月曜スペシャル「銀幕の大女優~BS12人の女~」、今月は松坂慶子で二本、「蒲田行進曲」「死の棘」。
「蒲田行進曲」はすでに見たからパス。

主演は松坂慶子、岸部一徳
どういったらいいのだろう、文学を原作にした文芸映画。原作は「島尾敏雄の私小説で代表作」とのことだが、まったくそれについて知識はない。
全体的に日本映画のひとつの典型という感じがある。台詞の間や場面切り替えの演出、全体的に暗く静かなトーンで進行し、時折幻想が交じる観念的な雰囲気。主演二人による二人芝居のようなやり取りで舞台演劇風でもある。もちろんふたり以外も出てくるのではあるが、基本的には全部二人だけの芝居といえる。
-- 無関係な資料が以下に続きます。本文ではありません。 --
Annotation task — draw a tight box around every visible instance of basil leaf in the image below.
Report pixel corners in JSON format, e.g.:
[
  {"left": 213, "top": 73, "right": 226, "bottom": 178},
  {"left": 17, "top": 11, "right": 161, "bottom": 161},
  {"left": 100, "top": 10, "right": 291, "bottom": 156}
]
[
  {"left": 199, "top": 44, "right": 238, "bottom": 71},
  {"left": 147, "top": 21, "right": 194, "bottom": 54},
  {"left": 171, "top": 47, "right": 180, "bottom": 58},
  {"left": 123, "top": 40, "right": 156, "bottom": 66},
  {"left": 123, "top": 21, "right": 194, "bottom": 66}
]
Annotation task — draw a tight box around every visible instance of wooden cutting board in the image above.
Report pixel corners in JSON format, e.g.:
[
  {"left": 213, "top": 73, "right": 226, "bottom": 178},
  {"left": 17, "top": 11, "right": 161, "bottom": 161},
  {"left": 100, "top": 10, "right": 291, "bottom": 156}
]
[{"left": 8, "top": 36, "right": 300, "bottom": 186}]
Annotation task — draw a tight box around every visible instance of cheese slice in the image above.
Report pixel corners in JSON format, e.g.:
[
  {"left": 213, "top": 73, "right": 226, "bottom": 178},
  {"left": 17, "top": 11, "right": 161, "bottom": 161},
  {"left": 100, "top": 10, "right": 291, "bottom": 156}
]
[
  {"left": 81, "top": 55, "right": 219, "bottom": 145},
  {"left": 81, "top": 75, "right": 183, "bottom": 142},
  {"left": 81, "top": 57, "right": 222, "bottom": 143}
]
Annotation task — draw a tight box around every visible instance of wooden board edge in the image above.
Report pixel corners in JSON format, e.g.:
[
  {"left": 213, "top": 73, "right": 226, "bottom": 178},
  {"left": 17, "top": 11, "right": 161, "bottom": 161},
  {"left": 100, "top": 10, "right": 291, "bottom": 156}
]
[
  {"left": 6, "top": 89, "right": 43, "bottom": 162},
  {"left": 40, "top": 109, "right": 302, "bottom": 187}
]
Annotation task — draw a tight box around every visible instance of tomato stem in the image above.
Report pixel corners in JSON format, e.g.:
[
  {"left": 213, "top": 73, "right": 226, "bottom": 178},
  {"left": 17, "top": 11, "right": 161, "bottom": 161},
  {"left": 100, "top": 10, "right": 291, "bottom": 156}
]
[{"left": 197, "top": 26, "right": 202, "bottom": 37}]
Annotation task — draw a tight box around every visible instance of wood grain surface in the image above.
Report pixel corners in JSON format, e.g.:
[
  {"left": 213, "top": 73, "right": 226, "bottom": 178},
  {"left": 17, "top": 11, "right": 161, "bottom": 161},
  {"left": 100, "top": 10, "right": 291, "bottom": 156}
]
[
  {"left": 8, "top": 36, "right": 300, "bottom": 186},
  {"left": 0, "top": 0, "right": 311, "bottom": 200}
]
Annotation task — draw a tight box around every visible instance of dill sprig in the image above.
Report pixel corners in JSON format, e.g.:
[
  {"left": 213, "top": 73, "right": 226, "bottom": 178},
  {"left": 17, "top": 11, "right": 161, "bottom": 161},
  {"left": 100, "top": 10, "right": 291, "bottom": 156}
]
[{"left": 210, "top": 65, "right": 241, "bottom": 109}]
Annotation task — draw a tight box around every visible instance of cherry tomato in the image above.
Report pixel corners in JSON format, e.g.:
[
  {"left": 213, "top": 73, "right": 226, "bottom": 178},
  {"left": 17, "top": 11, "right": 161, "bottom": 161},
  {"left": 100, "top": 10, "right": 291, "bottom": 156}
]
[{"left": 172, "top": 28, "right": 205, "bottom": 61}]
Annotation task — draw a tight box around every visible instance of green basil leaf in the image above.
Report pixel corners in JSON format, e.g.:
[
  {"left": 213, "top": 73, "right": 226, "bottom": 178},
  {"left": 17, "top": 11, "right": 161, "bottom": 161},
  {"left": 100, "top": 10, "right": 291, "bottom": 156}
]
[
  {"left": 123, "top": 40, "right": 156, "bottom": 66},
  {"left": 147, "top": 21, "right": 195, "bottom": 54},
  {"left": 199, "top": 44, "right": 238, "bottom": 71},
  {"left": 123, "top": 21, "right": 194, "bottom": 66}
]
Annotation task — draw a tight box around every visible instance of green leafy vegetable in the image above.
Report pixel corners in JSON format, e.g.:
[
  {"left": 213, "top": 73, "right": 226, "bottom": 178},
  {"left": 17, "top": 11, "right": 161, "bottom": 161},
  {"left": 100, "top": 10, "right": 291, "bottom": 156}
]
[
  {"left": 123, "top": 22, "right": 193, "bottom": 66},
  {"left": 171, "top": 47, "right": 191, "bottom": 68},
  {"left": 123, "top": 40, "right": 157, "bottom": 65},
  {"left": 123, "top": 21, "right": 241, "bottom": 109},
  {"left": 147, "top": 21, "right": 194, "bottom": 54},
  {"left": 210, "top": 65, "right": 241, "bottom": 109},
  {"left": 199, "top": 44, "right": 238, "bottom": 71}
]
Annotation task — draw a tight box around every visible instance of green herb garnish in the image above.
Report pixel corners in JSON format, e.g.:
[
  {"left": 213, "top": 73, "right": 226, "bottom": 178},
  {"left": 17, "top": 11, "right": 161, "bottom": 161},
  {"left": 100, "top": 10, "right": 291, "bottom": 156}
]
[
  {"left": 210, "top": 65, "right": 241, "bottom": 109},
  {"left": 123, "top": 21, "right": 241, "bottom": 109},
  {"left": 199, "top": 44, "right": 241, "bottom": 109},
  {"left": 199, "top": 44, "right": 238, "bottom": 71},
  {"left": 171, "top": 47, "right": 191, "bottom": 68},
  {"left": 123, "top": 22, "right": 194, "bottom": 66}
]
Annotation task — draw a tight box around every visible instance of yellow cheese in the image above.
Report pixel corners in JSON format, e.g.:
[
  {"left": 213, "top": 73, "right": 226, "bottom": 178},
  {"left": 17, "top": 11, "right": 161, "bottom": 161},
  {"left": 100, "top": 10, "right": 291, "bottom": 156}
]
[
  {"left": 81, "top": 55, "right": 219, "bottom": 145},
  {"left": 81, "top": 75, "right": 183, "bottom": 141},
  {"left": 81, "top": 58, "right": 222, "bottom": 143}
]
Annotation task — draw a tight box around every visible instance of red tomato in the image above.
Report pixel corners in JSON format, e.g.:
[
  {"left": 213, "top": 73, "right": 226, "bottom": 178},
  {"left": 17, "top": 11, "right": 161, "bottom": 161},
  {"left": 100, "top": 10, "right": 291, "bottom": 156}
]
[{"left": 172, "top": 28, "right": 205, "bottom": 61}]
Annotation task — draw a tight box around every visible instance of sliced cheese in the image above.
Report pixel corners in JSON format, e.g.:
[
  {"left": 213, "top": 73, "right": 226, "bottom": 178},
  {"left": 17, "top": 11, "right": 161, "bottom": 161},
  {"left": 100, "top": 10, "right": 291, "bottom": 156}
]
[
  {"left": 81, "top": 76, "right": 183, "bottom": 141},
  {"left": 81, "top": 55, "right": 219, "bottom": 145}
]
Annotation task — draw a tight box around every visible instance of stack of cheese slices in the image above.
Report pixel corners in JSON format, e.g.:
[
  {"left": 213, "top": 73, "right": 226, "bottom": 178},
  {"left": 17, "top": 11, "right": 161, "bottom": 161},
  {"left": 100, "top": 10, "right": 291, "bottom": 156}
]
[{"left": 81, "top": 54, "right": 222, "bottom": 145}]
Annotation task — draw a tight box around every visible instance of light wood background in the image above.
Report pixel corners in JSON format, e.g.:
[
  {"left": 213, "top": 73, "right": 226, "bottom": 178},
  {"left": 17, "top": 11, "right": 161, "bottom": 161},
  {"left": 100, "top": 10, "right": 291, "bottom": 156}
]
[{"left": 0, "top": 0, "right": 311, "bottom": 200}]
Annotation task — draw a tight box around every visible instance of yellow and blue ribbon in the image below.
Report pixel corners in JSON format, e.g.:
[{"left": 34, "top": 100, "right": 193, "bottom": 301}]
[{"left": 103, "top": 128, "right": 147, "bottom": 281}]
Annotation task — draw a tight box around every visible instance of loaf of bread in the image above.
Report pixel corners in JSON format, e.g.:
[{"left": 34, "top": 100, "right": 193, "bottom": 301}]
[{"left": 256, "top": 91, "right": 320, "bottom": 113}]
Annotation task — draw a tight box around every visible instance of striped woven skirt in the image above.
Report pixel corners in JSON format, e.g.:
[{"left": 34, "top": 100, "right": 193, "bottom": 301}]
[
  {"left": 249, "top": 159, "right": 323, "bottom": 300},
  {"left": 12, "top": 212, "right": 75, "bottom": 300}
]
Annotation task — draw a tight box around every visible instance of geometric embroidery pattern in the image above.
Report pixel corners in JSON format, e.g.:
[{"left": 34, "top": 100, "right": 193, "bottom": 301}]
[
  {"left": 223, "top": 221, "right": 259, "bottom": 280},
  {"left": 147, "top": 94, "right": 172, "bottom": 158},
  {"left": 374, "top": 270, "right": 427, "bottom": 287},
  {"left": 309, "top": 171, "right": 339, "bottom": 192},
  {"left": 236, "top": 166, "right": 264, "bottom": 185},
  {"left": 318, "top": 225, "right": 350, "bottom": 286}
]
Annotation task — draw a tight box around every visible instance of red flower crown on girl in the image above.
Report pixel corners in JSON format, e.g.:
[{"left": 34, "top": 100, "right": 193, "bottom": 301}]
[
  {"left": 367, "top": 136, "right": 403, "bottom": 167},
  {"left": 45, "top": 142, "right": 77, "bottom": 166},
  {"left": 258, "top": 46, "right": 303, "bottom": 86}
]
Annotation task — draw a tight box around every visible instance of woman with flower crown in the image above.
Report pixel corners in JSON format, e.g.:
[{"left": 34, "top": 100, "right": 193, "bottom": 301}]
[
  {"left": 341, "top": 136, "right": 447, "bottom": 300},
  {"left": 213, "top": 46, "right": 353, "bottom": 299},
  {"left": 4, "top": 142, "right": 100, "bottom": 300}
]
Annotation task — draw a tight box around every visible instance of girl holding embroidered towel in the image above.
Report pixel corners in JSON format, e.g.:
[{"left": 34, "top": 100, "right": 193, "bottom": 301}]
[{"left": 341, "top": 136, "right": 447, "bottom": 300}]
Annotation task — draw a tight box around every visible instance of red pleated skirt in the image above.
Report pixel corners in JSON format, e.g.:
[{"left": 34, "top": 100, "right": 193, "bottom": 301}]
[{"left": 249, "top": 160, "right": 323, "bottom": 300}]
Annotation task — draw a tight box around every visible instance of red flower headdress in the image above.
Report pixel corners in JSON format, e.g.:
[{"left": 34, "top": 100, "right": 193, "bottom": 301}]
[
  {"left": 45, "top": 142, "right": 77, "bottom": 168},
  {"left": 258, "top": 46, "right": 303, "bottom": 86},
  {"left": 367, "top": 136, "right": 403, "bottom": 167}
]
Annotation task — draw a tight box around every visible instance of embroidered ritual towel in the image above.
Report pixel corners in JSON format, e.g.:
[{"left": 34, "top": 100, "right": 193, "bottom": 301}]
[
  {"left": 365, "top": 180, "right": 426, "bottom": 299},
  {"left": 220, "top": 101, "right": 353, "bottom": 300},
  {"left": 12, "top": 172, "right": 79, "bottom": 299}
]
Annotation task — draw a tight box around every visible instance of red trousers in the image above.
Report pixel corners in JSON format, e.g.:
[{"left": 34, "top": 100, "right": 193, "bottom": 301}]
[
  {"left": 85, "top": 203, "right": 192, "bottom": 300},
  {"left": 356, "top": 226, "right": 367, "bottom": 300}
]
ストーリーはほぼなくて、妻が夫の不倫をなじるところから始まり、それが延々続く。途中で夫の田舎というところへ移動したりというのがあり、後半は妻が病院で診断を受け、病院に入るという風にいくらかは進行するが、ストーリー的な面白さはまったくない
はっきりいってつまらん。こういうのは客に需要があるのだろうか、作る側にはこういう芸術的なものを作りたいという欲求はあるのだろうけど。
評価はされてるようで、いくつかの賞を受けている。

夫が特攻隊の生き残りらしく、ということは、製作年度は1990年ではあるが、もうちょっと昔、岸部一徳が20で戦争に行き、その後20年くらいという時代設定か。
原作者の島尾敏雄という人も特攻隊にいた人らしく、ああ、そうか、だから私小説なんだな。よくウィキを見てみると、この映画の主人公、ミホとトシオは原作者の名前のままだし、作品舞台の奄美も原作者たちの住んでいたところ(ミホの出身地であり、トシオは兵隊としてそこへ赴任し二人は出会った)である。